The board of the Metropolitan Washington Council of Governments said yesterday that the area's emergency warning system is "unreliable," plagued by sirens that either fail to sound when they are supposed to or that go off accidentally.

The board, composed of 24 local government officials, urged the Federal Emergency Management Agency, which maintains the system, to make improvements within six months or provide funds to COG to find alternatives to the current system. COG officials asserted that, according to FEMA's own estimates, 25 percent of the area's sirens were malfunctioning in March.

COG Board Chairman Gil Weidenfeld, who is the mayor of Greenbelt, said after yesterday's meeting that the nuclear plant disaster in the Soviet Union had "heightened everybody's sensitivity," and added: "You never know when a major disaster could occur."

John Sullivan, FEMA's chief of telecommunications in this region, said that COG's criticism was "very premature," because the agency had installed a new $1.2 million radio system to activate its sirens and the system was still in the "test and evaluation" stage.
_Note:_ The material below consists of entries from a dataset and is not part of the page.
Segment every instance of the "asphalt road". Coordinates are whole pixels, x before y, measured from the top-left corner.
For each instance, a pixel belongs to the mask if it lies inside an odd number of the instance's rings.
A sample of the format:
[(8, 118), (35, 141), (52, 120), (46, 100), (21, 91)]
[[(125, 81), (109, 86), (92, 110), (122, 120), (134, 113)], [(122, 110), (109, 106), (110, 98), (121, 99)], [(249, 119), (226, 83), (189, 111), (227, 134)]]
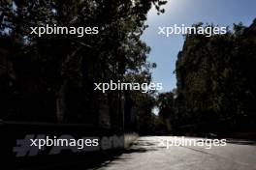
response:
[[(195, 140), (199, 138), (185, 138)], [(170, 146), (172, 136), (140, 137), (133, 147), (99, 170), (256, 170), (256, 145), (231, 141), (226, 146)]]

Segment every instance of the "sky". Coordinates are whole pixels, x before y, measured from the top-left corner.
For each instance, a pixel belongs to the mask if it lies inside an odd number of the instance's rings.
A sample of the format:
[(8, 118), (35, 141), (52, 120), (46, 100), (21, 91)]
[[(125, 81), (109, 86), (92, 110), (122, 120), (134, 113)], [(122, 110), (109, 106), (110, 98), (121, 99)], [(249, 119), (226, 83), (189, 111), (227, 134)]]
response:
[(158, 27), (174, 24), (191, 26), (193, 23), (213, 23), (219, 26), (231, 26), (242, 22), (249, 26), (256, 18), (256, 0), (168, 0), (164, 6), (165, 14), (157, 15), (152, 8), (146, 24), (149, 26), (142, 40), (151, 47), (148, 61), (157, 64), (152, 70), (155, 83), (162, 83), (163, 90), (169, 92), (176, 88), (176, 80), (174, 71), (178, 51), (182, 49), (182, 35), (169, 38), (158, 35)]

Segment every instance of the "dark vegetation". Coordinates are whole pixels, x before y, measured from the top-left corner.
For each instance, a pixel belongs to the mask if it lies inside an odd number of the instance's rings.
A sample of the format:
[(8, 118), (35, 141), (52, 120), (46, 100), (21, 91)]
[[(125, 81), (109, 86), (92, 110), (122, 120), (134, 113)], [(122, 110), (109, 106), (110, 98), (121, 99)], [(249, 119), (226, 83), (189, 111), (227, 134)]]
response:
[[(151, 117), (153, 107), (150, 94), (103, 94), (94, 91), (94, 83), (150, 82), (149, 70), (155, 64), (146, 60), (150, 48), (140, 37), (149, 9), (153, 6), (164, 13), (165, 1), (0, 3), (0, 119), (148, 129), (146, 117)], [(81, 38), (29, 34), (31, 26), (46, 24), (99, 27), (99, 34)]]
[(168, 130), (255, 132), (255, 66), (256, 20), (225, 35), (187, 35), (177, 55), (177, 87), (159, 97)]

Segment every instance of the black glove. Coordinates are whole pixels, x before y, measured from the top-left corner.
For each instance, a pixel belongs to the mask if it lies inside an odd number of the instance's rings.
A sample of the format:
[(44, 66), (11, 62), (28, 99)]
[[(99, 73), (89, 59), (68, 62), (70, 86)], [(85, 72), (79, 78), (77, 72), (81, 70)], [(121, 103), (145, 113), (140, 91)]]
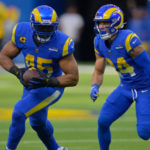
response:
[(40, 87), (58, 87), (59, 81), (55, 77), (47, 77), (47, 75), (42, 74), (39, 78), (33, 78), (29, 81), (28, 86), (30, 89), (37, 89)]
[(10, 73), (14, 74), (23, 86), (27, 87), (27, 85), (23, 81), (23, 74), (26, 71), (26, 68), (18, 68), (17, 66), (12, 66), (9, 70)]

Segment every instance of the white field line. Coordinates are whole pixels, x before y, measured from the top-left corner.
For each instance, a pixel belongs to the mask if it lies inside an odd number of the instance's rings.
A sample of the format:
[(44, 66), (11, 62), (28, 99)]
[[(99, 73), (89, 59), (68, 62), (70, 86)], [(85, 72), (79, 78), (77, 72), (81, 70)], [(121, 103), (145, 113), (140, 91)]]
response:
[[(74, 140), (57, 140), (58, 143), (98, 143), (98, 139), (74, 139)], [(114, 138), (112, 139), (112, 142), (115, 143), (126, 143), (126, 142), (140, 142), (141, 139), (140, 138), (124, 138), (124, 139), (117, 139)], [(0, 141), (0, 144), (6, 144), (6, 141)], [(39, 142), (39, 140), (24, 140), (21, 142), (21, 144), (41, 144), (41, 142)]]
[[(17, 65), (18, 67), (24, 67), (23, 64)], [(79, 65), (79, 73), (81, 74), (92, 74), (94, 71), (94, 65)], [(0, 68), (0, 73), (7, 73), (3, 68)], [(117, 74), (114, 68), (106, 66), (105, 74)]]
[[(0, 130), (0, 133), (8, 133), (8, 129)], [(134, 132), (136, 131), (136, 127), (112, 127), (111, 131), (113, 132)], [(32, 129), (27, 129), (26, 133), (34, 132)], [(63, 132), (97, 132), (97, 128), (56, 128), (55, 133), (63, 133)]]

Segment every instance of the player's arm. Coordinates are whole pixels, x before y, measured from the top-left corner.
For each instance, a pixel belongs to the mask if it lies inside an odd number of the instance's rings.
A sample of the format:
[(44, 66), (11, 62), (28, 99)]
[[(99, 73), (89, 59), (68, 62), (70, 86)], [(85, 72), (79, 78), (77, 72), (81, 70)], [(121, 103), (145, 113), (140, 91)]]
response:
[(93, 101), (99, 96), (99, 87), (103, 82), (103, 74), (105, 70), (105, 58), (96, 54), (95, 68), (92, 75), (92, 88), (90, 97)]
[(6, 43), (0, 52), (1, 66), (5, 70), (10, 71), (10, 68), (15, 65), (12, 59), (16, 57), (19, 54), (19, 52), (19, 49), (15, 46), (15, 44), (12, 41)]
[(60, 87), (75, 86), (79, 80), (78, 65), (73, 54), (64, 57), (59, 61), (64, 72), (63, 76), (57, 77)]
[(103, 82), (103, 74), (105, 70), (105, 58), (96, 54), (95, 68), (92, 75), (92, 85), (100, 86)]
[(68, 55), (59, 60), (59, 65), (64, 72), (64, 75), (58, 77), (47, 77), (44, 75), (40, 78), (33, 78), (29, 82), (31, 89), (40, 87), (67, 87), (75, 86), (78, 83), (78, 66), (73, 54)]
[(144, 72), (150, 76), (150, 58), (143, 46), (137, 46), (130, 53), (135, 63), (143, 68)]
[(19, 48), (15, 46), (12, 41), (9, 41), (5, 44), (0, 52), (0, 65), (8, 72), (14, 74), (20, 82), (25, 86), (22, 76), (25, 72), (24, 68), (18, 68), (14, 62), (13, 58), (15, 58), (20, 53)]

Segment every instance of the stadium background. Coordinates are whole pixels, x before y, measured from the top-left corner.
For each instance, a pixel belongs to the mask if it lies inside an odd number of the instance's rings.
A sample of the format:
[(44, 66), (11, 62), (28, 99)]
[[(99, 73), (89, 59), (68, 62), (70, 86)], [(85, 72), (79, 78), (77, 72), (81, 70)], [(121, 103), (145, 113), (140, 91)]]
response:
[[(0, 27), (6, 19), (6, 10), (11, 8), (8, 16), (10, 21), (29, 21), (30, 12), (41, 4), (47, 4), (56, 9), (58, 16), (65, 13), (70, 3), (75, 3), (79, 14), (84, 18), (85, 26), (79, 43), (78, 55), (80, 81), (74, 88), (66, 88), (62, 99), (49, 110), (49, 120), (55, 129), (57, 141), (69, 148), (69, 150), (99, 149), (97, 140), (97, 117), (99, 110), (106, 97), (119, 83), (119, 78), (110, 67), (107, 67), (104, 83), (100, 88), (100, 97), (93, 103), (89, 98), (91, 75), (94, 67), (93, 52), (93, 17), (96, 10), (103, 4), (113, 3), (121, 7), (125, 14), (126, 27), (136, 29), (135, 32), (142, 38), (149, 53), (148, 44), (150, 39), (150, 1), (146, 0), (1, 0), (0, 2)], [(129, 3), (127, 3), (129, 2)], [(12, 7), (13, 6), (13, 7)], [(131, 9), (136, 8), (140, 13), (136, 16), (131, 14)], [(12, 8), (15, 8), (12, 9)], [(143, 12), (144, 10), (144, 12)], [(147, 13), (148, 14), (144, 14)], [(143, 16), (141, 16), (143, 13)], [(18, 19), (16, 18), (18, 16)], [(133, 17), (134, 16), (134, 17)], [(8, 20), (7, 20), (8, 21)], [(9, 27), (9, 26), (8, 26)], [(12, 26), (11, 26), (12, 27)], [(138, 28), (136, 28), (138, 27)], [(11, 32), (9, 30), (9, 32)], [(10, 35), (8, 33), (8, 35)], [(2, 39), (3, 45), (10, 39), (8, 36)], [(0, 39), (1, 40), (1, 39)], [(2, 46), (1, 45), (1, 46)], [(22, 56), (15, 59), (22, 63)], [(8, 129), (11, 123), (11, 114), (14, 104), (20, 99), (22, 85), (13, 75), (0, 68), (0, 150), (6, 146)], [(134, 104), (119, 120), (112, 125), (111, 150), (149, 150), (150, 142), (141, 140), (136, 132), (136, 117)], [(43, 150), (44, 146), (31, 129), (29, 122), (26, 123), (26, 133), (18, 146), (18, 150)]]
[[(135, 4), (134, 4), (135, 1)], [(113, 3), (118, 5), (124, 12), (125, 16), (125, 22), (127, 22), (126, 27), (131, 27), (140, 37), (144, 42), (148, 43), (150, 39), (150, 1), (148, 0), (26, 0), (26, 1), (20, 1), (20, 0), (15, 0), (15, 1), (10, 1), (10, 0), (1, 0), (3, 4), (8, 7), (8, 6), (15, 6), (19, 12), (19, 20), (18, 21), (29, 21), (30, 18), (30, 13), (33, 8), (35, 8), (38, 5), (41, 4), (47, 4), (52, 6), (56, 11), (58, 16), (60, 17), (62, 14), (65, 13), (67, 7), (70, 4), (76, 5), (78, 8), (78, 13), (83, 17), (84, 20), (84, 27), (82, 30), (82, 34), (80, 35), (80, 41), (79, 41), (79, 47), (76, 50), (77, 54), (75, 55), (78, 61), (93, 61), (94, 60), (94, 52), (93, 52), (93, 38), (94, 38), (94, 32), (93, 32), (93, 17), (98, 10), (98, 8), (107, 3)], [(134, 6), (135, 5), (135, 6)], [(142, 15), (142, 12), (140, 14), (137, 14), (135, 16), (136, 12), (134, 13), (131, 11), (132, 8), (137, 8), (138, 10), (144, 9), (146, 14), (145, 16), (140, 16)], [(149, 12), (148, 12), (149, 11)], [(133, 12), (133, 14), (132, 14)], [(0, 13), (3, 13), (0, 11)], [(138, 16), (139, 15), (139, 16)], [(145, 15), (143, 13), (143, 15)], [(131, 24), (130, 22), (134, 22), (134, 24)], [(134, 21), (136, 20), (136, 21)], [(144, 21), (143, 21), (144, 20)], [(146, 22), (145, 22), (146, 20)], [(149, 21), (148, 21), (149, 20)], [(148, 22), (148, 23), (147, 23)], [(138, 25), (138, 28), (136, 27)], [(141, 31), (140, 31), (141, 29)], [(148, 46), (146, 45), (146, 49)], [(22, 60), (17, 59), (18, 61)]]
The old system still can be used as a fallback, Sullivan said, but he acknowledged that he could not say how much of either system is functioning properly.
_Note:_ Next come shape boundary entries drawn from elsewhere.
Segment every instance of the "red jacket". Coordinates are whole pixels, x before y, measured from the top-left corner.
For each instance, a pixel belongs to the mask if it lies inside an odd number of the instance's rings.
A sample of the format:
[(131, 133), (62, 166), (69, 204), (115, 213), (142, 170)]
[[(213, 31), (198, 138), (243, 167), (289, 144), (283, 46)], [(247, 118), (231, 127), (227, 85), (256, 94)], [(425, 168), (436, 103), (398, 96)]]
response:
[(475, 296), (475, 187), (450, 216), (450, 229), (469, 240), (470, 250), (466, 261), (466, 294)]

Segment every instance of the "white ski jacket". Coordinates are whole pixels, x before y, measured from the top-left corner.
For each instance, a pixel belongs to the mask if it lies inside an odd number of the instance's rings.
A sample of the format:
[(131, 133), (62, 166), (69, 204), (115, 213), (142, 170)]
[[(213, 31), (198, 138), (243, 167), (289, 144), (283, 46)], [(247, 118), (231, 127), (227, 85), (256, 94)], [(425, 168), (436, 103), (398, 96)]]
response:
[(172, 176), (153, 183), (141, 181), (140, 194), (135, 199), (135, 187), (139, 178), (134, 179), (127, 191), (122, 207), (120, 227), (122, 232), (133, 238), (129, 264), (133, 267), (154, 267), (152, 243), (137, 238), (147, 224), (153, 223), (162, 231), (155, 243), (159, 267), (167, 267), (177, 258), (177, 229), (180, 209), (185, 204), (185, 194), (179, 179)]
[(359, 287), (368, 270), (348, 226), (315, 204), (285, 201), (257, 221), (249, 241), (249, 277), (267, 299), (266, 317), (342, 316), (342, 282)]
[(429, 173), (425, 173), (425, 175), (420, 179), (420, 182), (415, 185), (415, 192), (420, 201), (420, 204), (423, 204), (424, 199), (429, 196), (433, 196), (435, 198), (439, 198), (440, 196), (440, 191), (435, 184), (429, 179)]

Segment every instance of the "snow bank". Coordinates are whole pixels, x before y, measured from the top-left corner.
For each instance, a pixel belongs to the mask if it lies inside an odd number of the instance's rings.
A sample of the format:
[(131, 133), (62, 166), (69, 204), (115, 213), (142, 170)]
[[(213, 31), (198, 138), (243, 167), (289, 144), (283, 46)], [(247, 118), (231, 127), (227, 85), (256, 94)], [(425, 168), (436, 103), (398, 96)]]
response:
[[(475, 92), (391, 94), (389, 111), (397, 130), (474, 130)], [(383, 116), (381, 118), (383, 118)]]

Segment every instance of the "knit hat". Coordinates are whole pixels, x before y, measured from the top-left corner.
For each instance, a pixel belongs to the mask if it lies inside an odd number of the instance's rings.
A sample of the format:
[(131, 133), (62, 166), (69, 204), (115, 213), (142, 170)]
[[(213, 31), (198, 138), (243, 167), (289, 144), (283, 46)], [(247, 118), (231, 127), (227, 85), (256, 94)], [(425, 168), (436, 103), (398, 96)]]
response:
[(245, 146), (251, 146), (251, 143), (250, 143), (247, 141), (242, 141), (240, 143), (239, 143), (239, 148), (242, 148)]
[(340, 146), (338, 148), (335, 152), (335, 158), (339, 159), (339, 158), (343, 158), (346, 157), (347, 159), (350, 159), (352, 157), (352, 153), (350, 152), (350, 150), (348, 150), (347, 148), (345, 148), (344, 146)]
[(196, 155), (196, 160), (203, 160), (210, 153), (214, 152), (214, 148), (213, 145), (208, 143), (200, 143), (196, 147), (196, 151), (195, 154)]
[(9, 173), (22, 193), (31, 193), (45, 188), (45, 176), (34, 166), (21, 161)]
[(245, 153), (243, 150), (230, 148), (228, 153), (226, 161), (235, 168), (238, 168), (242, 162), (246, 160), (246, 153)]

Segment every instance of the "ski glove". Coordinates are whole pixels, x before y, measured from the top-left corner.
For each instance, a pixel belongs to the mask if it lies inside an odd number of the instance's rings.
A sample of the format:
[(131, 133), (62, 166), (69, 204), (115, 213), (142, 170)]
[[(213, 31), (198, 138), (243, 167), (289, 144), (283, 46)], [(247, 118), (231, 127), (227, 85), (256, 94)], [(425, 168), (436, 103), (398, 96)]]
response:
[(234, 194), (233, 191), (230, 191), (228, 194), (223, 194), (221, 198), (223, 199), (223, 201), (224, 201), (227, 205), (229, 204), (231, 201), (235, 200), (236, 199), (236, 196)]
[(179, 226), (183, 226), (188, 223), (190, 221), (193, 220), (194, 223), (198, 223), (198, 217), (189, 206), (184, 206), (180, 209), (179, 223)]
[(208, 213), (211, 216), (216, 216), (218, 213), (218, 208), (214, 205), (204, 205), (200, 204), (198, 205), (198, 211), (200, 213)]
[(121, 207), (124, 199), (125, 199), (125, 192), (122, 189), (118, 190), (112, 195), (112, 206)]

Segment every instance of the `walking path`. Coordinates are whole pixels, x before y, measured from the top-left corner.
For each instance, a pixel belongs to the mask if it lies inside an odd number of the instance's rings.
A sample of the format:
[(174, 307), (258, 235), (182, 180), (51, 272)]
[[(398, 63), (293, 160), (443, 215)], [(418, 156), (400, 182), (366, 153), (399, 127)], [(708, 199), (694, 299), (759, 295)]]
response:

"They the COG board jumped the gun by trying to paint a totally black picture . . . even though we haven't told anyone that the new system is up and ready to fly," Sullivan said.

The system consists of about 470 sirens in the District and suburban Maryland and Virginia that are part of the former Civil Defense system designed to warn the public of wartime attacks, according to Edward V.J. Putens, chairman of COG's Public Safety Policy Committee. The sirens also have been used for years to warn the public of such peacetime disasters as tornadoes, hazardous chemical spills or serious accidents.
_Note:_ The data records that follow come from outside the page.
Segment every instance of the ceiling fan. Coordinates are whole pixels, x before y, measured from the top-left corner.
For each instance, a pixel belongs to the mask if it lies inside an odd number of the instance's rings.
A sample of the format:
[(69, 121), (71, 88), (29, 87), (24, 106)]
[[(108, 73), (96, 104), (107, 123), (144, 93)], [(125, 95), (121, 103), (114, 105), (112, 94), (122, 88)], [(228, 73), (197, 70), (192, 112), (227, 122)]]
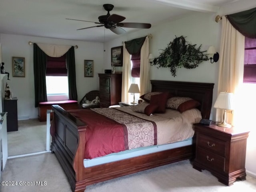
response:
[(103, 7), (105, 10), (108, 12), (106, 15), (99, 16), (98, 18), (99, 22), (94, 22), (83, 20), (74, 20), (72, 19), (66, 19), (75, 21), (80, 21), (82, 22), (90, 22), (100, 25), (93, 26), (88, 27), (82, 28), (77, 30), (82, 30), (92, 27), (104, 26), (106, 29), (110, 29), (112, 32), (118, 35), (123, 34), (126, 32), (126, 31), (121, 27), (128, 28), (134, 28), (137, 29), (149, 29), (151, 27), (151, 24), (143, 23), (120, 23), (125, 19), (125, 18), (116, 14), (110, 15), (109, 12), (112, 10), (114, 5), (111, 4), (104, 4)]

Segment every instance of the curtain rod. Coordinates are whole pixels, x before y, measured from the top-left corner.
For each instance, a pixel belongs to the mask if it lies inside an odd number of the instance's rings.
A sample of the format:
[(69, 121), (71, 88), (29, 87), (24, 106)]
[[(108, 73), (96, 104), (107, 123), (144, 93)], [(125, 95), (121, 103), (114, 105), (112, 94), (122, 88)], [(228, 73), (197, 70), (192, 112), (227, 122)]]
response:
[(217, 22), (217, 23), (218, 23), (218, 22), (221, 20), (222, 19), (222, 17), (221, 17), (219, 15), (217, 15), (217, 16), (216, 16), (216, 17), (215, 18), (215, 21)]
[[(152, 36), (152, 34), (151, 33), (148, 34), (147, 36), (148, 37), (148, 39), (152, 39), (153, 38), (153, 36)], [(122, 44), (124, 45), (124, 41), (122, 41)]]
[[(34, 43), (33, 43), (31, 41), (28, 41), (28, 45), (33, 45)], [(77, 49), (78, 48), (78, 46), (76, 45), (72, 45), (73, 46), (73, 47), (74, 47), (74, 48), (75, 48), (76, 49)]]

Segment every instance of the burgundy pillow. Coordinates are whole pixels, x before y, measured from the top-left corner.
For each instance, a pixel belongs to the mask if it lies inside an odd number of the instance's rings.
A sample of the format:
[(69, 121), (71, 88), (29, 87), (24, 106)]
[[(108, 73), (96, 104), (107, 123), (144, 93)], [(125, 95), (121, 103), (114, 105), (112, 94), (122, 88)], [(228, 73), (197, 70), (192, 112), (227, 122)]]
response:
[(150, 116), (151, 114), (154, 114), (158, 108), (157, 105), (150, 104), (147, 106), (144, 110), (144, 113), (148, 116)]
[(158, 107), (156, 105), (150, 104), (147, 102), (142, 102), (134, 106), (133, 111), (138, 113), (144, 113), (148, 116), (150, 116), (154, 113)]
[(160, 94), (160, 93), (162, 93), (162, 92), (150, 92), (149, 93), (147, 93), (146, 94), (142, 95), (140, 97), (140, 98), (149, 103), (150, 101), (150, 98), (152, 95)]
[(198, 101), (189, 97), (173, 97), (168, 99), (166, 108), (178, 110), (181, 113), (200, 105)]
[(160, 94), (151, 96), (150, 104), (157, 105), (158, 107), (156, 111), (157, 113), (164, 113), (166, 106), (167, 99), (169, 97), (169, 93), (165, 92)]

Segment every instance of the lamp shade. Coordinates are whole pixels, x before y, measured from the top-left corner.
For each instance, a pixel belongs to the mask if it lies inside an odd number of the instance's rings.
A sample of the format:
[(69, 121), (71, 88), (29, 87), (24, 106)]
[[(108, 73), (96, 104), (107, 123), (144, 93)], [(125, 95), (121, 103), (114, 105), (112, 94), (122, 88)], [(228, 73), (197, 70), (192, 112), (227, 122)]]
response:
[(213, 107), (218, 109), (233, 110), (233, 93), (220, 92), (217, 98)]
[(139, 89), (139, 86), (138, 86), (138, 84), (135, 84), (132, 83), (130, 86), (129, 90), (128, 90), (128, 93), (140, 93), (140, 89)]
[(153, 54), (152, 53), (150, 53), (148, 54), (148, 59), (154, 59), (154, 57), (153, 56)]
But few people know the meanings of the different siren blasts and, even when the sirens work properly, "the sounding of sirens is largely ignored," Putens told the COG board yesterday.

In its resolution, the board also urged FEMA to begin "a concerted effort" to educate the public to the meaning of the sirens.

According to Thomas P. Rametta, the principal public safety planner for COG, there have been numerous incidents of sirens malfunctioning. In Mount Rainier, a siren at a closed junior high school blared for 2 1/2 hours recently for no reason, before local officials came to turn it off, he said.

About a year ago, all the sirens went off at 6 a.m. and local governments "were inundated with calls about what was going on," according to Rametta. FEMA officials at the center in Olney, where the sirens are managed, were unaware of the problem because it had not registered on their computers, he said.

Rametta said that COG's Disaster and Emergency Preparedness Committee had been working with FEMA "for some time" on the problem, and two years ago, when the agency began installing the new system, the group believed that the problem would be alleviated. Instead, Putens said: "Unfortunately, now the system is even more unreliable than ever before."

Sullivan disagreed. He said that while he does not dispute COG's charge that 25 percent of the sirens were malfunctioning in March, the figure is "not very meaningful" because problems are fixed each day and the backup system on those malfunctioning sirens might, in fact, be working.

"Absolutely, I'm concerned about it," Sullivan said. "That is why we are spending $1.2 million to upgrade it."